Gardening in the summer offers an amazing range of flower colors and textures. When combining plants for a flowering gradient, gardeners like to focus on color combinations that they prefer. While this certainly makes sense, floral architecture can add additional interest to any combination of plants or landscape scene. Floral architecture refers to the shape of the flower, which can range from daisy and trumpet-shaped to spiral or spherical. All of these shapes, aside from the color they offer, create additional interest in the garden.

Globular flowers in particular offer strong structural interest and tend to make the eye pause in a composition where they are prominently repeated or perhaps repeated across the room. These flowers typically consist of inflorescences that are arranged in a spherical format. Spherical flowers with their strong symmetry stand out strongly in the flowering period and look noticeable near contrasting flower shapes such as towers and daisies. Three excellent plants with spherical summer flowers are listed below, but there are many more options among annuals, perennials, trees, and shrubs.
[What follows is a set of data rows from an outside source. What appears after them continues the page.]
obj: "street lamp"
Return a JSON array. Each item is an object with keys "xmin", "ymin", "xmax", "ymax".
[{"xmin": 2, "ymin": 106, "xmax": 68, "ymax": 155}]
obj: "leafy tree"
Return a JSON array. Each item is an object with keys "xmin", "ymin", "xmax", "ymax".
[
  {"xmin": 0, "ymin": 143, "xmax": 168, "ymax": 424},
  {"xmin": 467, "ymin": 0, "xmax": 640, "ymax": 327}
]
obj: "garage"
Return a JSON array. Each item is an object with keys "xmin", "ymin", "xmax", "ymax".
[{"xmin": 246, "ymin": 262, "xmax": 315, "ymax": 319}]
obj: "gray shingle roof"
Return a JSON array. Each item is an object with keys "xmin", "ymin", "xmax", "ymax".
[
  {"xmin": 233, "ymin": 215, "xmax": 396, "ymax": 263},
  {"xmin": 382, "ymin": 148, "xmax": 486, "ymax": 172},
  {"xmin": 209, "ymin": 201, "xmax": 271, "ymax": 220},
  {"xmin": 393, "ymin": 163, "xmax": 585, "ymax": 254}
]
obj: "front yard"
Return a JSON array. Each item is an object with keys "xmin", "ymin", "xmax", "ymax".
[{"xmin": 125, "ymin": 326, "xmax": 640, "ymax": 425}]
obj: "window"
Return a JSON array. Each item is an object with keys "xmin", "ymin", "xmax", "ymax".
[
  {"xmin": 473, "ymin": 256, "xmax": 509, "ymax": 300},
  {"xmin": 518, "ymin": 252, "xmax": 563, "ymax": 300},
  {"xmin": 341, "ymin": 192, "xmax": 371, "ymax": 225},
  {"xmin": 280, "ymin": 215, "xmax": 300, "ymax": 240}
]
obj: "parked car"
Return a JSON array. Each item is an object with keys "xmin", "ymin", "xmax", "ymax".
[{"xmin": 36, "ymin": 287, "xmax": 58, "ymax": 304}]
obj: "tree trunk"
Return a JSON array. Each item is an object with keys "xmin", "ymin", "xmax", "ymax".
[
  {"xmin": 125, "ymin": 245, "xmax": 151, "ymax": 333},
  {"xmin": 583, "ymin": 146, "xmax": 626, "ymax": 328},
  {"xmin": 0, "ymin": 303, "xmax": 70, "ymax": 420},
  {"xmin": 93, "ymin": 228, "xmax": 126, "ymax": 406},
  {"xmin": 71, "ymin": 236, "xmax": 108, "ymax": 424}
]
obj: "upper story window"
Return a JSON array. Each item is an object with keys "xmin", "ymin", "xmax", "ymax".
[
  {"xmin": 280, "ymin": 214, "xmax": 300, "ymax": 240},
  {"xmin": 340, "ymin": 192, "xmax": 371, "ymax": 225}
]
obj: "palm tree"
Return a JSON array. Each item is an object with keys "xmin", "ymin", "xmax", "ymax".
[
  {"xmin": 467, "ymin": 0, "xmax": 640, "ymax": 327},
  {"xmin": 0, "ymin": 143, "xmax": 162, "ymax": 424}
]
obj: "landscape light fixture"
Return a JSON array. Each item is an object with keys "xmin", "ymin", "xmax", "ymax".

The unique flowers and the mint green color of the rattlesnake master offer an interesting contrast to leafy and dark leafy plants. Photo: Mark Dwyer

Rattlesnake Master

Eryngium yuccifolium, Zones 3–8

This North American native prefers poor soils that are on the dry side and is quite drought tolerant once established. In fact, you should avoid soil or shade that is too rich in nutrients as it will get too high and limp. The 1-inch diameter flowers appear in summer clusters over yucca-like, blue-green foliage. Plant height is typically between 4 and 6 feet, although the ‘Prairie Moon’ variety reaches the top at 3 feet. These flowers have significant pollinator value. Rattlesnake Master is perfect for mixed perennial plantings and native meadows.

South globe thistle
Southern globe thistle is a charming European species with velvety-looking flowers above deeply incised foliage that resembles arugula. Photo: Mark Dwyer

Globe thistle

Echinops spp. and cvs., zones 3-8

The golf ball-sized flower heads of the spherical thistle float over the silvery-gray foliage in summer. Extremely drought tolerant, it develops a taproot and slowly recovers when moved or divided. Avoid soil that is too rich in nutrients and prepare for possible staking out to support the floating flower balls. The most commonly available species can be the southern globe thistle (E. ritro, Zones 3–8), which are 3 to 4 feet tall during flowering. Globular thistle includes many different species and hybrids, the flowers of which range from white to all shades of blue. Be sure to note the mature height of the one you are considering. Regardless of which one you choose, you will notice the seemingly floating flower balls of the spherical thistle.

Button bush
After Buttonbush’s white flowers fade, green, spongy seed heads are left to provide structural interest. Photo: Mark Dwyer

Button bush

Cephalanthus occidentalis, Zones 5–9

This native shrub is becoming increasingly popular and available for landscape use. Buttonbush prefers moist soil and tolerates very wet conditions and average garden soil. The native species grows to be around 12 feet tall or taller and is categorized as a large shrub. However, there are now many compact varieties available that reach heights between 5 and 8 feet. This shrub prefers full sun to partial shade and blooms in summer with fragrant, spherical flower heads that have a pincushion-like appearance. Buttonbush will flower poorly in both full shade and dry soil. Many pollinators and other wildlife are fans of this plant, which also has very few insect or disease problems.

—Mark Dwyer, former director of horticulture at Rotary Botanical Gardens in Janesville, Wisconsin, runs Landscape Prescriptions by MD.